Some Republicans adore her because they are pranksters at heart and love the consternation of grown-ups. The ne’er-do-well son of the old Republican family as president, the idea that you increase government revenue by cutting taxes, the idea that you cut social services and thereby drive the needy into the middle class, the idea that you overthrow a dictator with a show of force and achieve democracy at no cost to yourself — one stink bomb after another, and now Governor Palin.
She is a chatty sportscaster who lacks the guile to conceal her vacuity, and she was Mr. McCain’s first major decision as nominee. This troubles independent voters, and now she is a major drag on his candidacy. She will get a nice book deal from Regnery and a new career making personal appearances for forty grand a pop, and she’ll become a trivia question, “What politician claimed foreign-policy expertise based on being able to see Russia from her house?” And the rest of us will have to pull ourselves out of the swamp of Republican economics.

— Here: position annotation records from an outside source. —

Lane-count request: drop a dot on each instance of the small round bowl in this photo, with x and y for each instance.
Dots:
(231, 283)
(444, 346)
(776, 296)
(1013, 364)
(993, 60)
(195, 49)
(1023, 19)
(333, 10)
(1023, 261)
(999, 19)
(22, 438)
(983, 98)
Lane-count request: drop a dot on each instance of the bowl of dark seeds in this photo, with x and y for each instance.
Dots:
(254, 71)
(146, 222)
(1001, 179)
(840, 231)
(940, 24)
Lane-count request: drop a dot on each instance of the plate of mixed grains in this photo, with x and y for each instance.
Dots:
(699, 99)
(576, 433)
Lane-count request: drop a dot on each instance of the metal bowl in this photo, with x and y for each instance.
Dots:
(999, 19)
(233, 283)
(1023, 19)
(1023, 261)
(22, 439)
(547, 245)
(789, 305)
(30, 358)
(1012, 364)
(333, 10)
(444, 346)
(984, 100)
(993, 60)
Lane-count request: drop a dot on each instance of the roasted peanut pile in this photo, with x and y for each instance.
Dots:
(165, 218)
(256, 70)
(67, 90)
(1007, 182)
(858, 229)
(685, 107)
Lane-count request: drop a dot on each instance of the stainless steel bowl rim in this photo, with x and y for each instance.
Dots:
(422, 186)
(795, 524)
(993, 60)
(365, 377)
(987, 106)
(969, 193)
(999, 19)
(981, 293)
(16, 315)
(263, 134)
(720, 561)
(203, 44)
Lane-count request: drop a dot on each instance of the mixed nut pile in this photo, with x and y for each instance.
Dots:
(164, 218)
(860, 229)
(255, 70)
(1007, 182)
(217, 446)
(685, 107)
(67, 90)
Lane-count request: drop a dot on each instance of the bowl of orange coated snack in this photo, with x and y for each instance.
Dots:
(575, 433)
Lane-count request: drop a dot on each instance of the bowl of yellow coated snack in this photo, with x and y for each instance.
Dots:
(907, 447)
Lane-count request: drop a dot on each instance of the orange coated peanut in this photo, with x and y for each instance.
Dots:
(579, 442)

Your broker kept saying, “Stay with the portfolio, don’t jump ship,” and you felt a strong urge to dump the stocks and get into the money market where at least you’re not going to lose your shirt, but you didn’t do it and didn’t do it, and now you’re holding a big bag of brown bananas. Me, too. But at least I know enough not to believe desperate people who are talking trash. Anybody who got whacked last week and still thinks McCain-Palin is going to lead us out of the swamp and not into a war with Iran is beyond persuasion in the English language. They’ll need to lose their homes and be out on the street in a cold hard rain before they connect the dots.
garrison keillor on sarah palin
October 12, 2008 by angryxer
Wow, that guy can write–it’s worth linking through to the original piece and reading it through,
Keillor is able to express conservative ideals in a way that is accessible to an old dyed-in-the-wool liberal like me. He is also able to criticize conservative leaders in a way that carries much more conviction. It’s hard for me to feel betrayed by Bush when all along he’s acted as I expected him to. It’s hard for me to express anything but bemused contempt for Palin, and for McCain in selecting her, but Keillor explains both why she was chosen and why it was wrong.
Thanks, Tom– I did read the whole thing, and the link is there, in the first word of the excerpt.
Keillor is great, and I’m glad he’s writing about this, because his appeal cuts across middle America, which Republicans like to exploit for their own purposes so often without providing any helpful governance in return.
I lived in MN for a few years, and given the disturbing right tilt the state has taken in the past decade, they can surely use a little Wobegone nudge where Election 08 is concerned.